L’étrange Festival est encore et toujours l’occasion de découvrir des films que l’on ne verrait pas autrement. Pet rentre dans cette catégorie. Chef-d’œuvre ? Bon film ou juste pétard mouillé ? La réponse tient à moitié dans les deux dernières cases. Ni vraiment bon, ni mauvais, Pet repose sur un simple problème, il ne sait jamais vraiment ce qu’il veut devenir. D’une certaine manière, il aurait été plus impactant en se voyant raccourci et incorporer dans une anthologie de l’horreur comme Tales Fron The Crypt. Pris dans cette case spécifique, le film aurait alors eu une force plus grande. Mais en version longue, il est impossible de passer à côté des problèmes de tons. La coupure de style séparant la première partie du film de la seconde provoque un flottement dont la narration ne se remet jamais vraiment en termes de sérieux. Débutant comme une sorte de comédie romantique tordue Pet avance pendant un certain temps avec le pied sur la pédale de freins. On comprend sans mal la volonté du réalisateur d’agir ainsi, il veut poser ses personnages… et la chose fonctionne Ksenia Solo en victime et Dominic Monaghan en bourreau font merveille. Mais c’est quand la seconde partie du film arrive et que le récit s’emballe pour révéler son vrai visage que la magie se prend un peu les pieds dans le tapis. Non pas que la seconde partie du film et les twists y apparaissant soient désagréables, ils sont justes dans l’ensemble des plus prévisibles. Et donnent l’impression que conscient de devoir finir l’histoire dans le temps imparti, le réalisateur a pris l’option de gentiment partir en sucettes. C’est un choix qui amène un peu de divertissements certes, mais finit d’enfoncer la tête du film dans le sable mouvant de notre ennui.

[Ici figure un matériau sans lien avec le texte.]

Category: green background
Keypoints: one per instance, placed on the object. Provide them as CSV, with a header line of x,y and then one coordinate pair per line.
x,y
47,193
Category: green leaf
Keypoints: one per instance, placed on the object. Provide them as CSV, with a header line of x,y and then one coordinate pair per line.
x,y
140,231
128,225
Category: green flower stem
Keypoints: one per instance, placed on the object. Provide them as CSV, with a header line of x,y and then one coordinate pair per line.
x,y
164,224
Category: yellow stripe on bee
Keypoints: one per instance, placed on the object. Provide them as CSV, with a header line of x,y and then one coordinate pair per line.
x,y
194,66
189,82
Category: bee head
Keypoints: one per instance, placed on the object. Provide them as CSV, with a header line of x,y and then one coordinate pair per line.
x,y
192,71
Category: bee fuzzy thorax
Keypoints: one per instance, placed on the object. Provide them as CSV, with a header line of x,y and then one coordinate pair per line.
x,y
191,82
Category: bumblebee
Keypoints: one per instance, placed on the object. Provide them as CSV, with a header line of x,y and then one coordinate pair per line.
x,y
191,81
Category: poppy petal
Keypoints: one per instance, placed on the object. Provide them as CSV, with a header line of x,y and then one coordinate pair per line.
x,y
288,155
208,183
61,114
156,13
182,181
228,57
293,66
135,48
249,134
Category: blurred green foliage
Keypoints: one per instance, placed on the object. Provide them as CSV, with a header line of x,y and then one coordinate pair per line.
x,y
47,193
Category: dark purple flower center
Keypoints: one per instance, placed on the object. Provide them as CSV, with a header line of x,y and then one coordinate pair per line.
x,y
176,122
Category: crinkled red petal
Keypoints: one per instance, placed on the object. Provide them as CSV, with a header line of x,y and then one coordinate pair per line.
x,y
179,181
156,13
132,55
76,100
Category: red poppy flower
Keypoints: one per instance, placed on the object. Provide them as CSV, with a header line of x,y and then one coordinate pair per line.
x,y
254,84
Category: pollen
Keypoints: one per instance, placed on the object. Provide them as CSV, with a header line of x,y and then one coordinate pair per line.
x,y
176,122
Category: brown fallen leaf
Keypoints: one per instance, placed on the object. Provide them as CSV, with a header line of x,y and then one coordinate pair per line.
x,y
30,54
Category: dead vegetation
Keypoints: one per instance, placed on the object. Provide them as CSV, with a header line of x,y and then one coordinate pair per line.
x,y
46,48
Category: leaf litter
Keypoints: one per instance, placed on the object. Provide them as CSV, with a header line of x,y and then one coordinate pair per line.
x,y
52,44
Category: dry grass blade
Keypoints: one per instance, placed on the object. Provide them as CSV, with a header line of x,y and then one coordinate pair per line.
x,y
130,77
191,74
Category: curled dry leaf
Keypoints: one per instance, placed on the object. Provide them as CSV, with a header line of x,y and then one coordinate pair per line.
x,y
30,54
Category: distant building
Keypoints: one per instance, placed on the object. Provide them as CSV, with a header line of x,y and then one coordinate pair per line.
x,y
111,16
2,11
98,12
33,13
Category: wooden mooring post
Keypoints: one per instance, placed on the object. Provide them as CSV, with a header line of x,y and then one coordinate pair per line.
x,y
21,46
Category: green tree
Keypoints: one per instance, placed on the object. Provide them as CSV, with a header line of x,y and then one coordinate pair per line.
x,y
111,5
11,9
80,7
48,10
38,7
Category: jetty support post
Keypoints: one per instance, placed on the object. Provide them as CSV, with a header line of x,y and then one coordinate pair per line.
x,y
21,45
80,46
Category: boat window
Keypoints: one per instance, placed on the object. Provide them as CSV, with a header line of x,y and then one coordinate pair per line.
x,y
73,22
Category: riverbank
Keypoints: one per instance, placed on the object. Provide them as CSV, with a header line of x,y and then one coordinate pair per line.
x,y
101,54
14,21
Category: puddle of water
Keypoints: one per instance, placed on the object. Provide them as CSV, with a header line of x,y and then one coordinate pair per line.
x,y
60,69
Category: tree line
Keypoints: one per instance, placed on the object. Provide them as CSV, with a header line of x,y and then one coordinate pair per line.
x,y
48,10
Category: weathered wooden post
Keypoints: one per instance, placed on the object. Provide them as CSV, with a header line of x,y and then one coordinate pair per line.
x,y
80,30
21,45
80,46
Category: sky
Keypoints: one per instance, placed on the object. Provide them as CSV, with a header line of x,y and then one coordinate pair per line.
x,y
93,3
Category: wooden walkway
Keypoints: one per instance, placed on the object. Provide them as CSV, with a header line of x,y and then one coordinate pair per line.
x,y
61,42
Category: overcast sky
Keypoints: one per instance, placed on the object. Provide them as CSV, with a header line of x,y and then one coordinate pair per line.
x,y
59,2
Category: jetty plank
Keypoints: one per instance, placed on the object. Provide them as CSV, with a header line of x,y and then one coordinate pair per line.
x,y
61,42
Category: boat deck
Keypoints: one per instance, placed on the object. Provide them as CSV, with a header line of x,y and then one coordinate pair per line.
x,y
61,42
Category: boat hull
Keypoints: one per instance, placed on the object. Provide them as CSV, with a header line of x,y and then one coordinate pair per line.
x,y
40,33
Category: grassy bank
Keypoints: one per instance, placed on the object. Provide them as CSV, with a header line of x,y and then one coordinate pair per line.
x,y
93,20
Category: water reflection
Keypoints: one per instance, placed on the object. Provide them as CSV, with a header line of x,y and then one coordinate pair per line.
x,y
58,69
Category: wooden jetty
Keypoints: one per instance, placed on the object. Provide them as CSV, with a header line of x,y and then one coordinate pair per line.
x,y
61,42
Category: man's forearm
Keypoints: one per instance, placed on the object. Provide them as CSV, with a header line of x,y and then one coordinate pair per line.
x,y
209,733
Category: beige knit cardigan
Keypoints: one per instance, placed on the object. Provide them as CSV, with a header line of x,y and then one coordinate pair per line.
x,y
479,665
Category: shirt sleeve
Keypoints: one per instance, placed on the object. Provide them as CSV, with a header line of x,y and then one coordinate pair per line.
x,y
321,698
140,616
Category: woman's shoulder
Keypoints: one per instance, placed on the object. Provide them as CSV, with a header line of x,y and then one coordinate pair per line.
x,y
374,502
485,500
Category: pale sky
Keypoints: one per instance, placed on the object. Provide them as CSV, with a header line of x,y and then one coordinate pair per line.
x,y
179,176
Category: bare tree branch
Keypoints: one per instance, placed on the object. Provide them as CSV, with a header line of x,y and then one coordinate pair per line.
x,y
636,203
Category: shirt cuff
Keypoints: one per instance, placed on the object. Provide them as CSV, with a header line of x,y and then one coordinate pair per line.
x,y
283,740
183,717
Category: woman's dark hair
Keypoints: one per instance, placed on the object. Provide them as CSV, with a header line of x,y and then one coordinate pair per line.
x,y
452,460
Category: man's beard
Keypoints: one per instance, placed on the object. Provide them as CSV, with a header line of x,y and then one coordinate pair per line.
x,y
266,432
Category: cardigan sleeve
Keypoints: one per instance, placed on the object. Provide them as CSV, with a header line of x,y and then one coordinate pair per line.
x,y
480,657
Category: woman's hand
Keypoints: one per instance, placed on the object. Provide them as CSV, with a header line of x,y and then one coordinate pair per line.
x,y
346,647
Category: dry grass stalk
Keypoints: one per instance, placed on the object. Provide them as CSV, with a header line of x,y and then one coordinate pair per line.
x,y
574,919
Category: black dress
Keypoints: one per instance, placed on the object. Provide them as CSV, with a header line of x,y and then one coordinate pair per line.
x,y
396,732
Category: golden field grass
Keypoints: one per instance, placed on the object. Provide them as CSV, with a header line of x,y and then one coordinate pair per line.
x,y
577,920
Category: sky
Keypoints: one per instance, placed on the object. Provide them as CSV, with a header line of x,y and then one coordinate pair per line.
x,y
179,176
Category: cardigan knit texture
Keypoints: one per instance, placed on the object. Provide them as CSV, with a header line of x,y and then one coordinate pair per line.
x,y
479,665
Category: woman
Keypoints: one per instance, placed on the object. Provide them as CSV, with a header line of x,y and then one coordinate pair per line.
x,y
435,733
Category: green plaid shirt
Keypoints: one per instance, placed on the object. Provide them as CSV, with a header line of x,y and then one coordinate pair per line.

Pet a le charme de ces petits films indépendants et l’ombre pesante des défauts qui vont avec. Il faut savoir prendre le parti de les accepter et de passer au dessus pour finir l’histoire sans encombres. Ce n’est pas toujours simple et pourtant Pet repose sur deux bonnes surprises : Ksenia Solo et Dominic Monaghan. Oui, le scénario survole parfois les deux personnages et sombre dans la caricature les concernant, mais le tour de force de ces deux acteurs est de réussir sans trop de mal à sauver les meubles. Pet n’était pas fait en soit pour être un long-métrage, en coupant dans le gras et en resserrant l’intrigue sur la 2e partie et en allégeant la première, il y avait de quoi faire quelque chose de vraiment nerveux. Dans sa forme actuelle, Pet a du mal à définir les contours de son identité et passe à côté de son potentiel. La réalisation est tout à fait honnête, les acteurs sont bons, mais le fautif est ici le scénario, un mal assez répandu au final aussi bien dans les grosses productions que celle de plus petite envergures. Love Story au pays des psychopathes et réservoir à twists pas toujours bien amené, Pet n’en demeure pas moins un divertissement classique. On est certes très loin des sommets de qualités du genre, mais l’on a vu pire. À voir un dimanche pluvieux en attendant mieux.